Las enfermedades venéreas mandaron a los hospitales a más de 6.000 soldados, “la mayor parte de los cuales murieron”. Teniendo en cuenta que el ejército invasor contaba con 30.000 hombres, las prostitutas madrileñas fueron un arma biológica de destrucción masiva, que acabó con un quinto de los ocupantes. Al fin, la hostilidad popular, los guerrilleros y la amenaza de un ejército francés, mandado por Luis XIV para apoyar a su nieto, hicieron que el ejército ocupante abandonase Madrid el 4 de octubre.
Fama efímera.
Al año siguiente las armas borbónicas obtendrían una clara victoria militar en Almansa, pero la suerte de la guerra siguió oscilante durante varios años. En 1610, el Archiduque volvería a tomar Madrid, pero nada se puede comparar a la conmoción de aquel 27 de junio de 1706, cuando la capital de un reino que se creía superpotencia fue invadida por el marqués de Villaverde. Éste lograría así su día de fama, gloria efímera, pues luego desaparece de los libros. Pasarían dos siglos antes de que un marqués de Villaverde volviese a figurar en la Historia de España. Fue también un conquistador, pero no guerrero, sino galante. Cristóbal Martínez-Bordiú, 10º marqués de Villaverde, logró en 1950 la mano de Carmencita Franco, la única hija del dictador, agregando a sus títulos heredados el de Yernísimo del Caudillo. En la amordazada España de la dictadura, también se le otorgó un título que se decía por lo bajo: marqués de Vespaverde, porque su suegro le adjudicó a dedo la concesión de las famosas motos Vespa.

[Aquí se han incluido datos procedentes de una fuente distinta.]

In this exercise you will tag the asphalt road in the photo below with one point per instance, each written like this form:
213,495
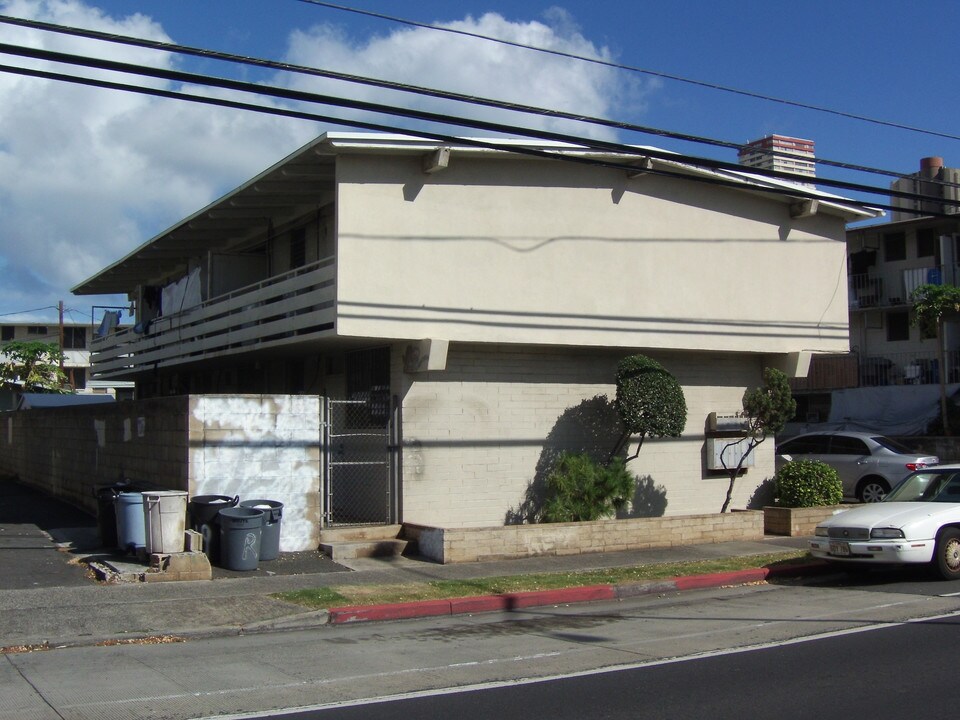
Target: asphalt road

Martínez-Bordiú se convirtió en carne de chiste, era el personaje grotesco en el temible casting de la dictadura franquista. Quiso pasar a la Historia como el pionero del trasplante de corazón en España, pues era cirujano, pero al final se le recuerda porque vendió a la prensa las morbosas fotos de la agonía de Franco, y fue a gastarse a Miami lo que había sacado de España por ser Yernísimo.
Felipe V, boca abajo.
Aragoneses, catalanes y valencianos apoyaron al Archiduque. En el Museo del Almudín de Játiva hay un curioso recuerdo de ello: el retrato de Felipe V colgado cabeza abajo, en señal de escarnio. El Borbón había incendiado Játiva en 1707, pero la idea de colgarlo de forma irreverente fue de un concejal falangista en la posguerra, cuando la Falange le hacía una guerra mediática despiadada a la dinastía borbónica, para impedir –lo que no logró– su vuelta al trono.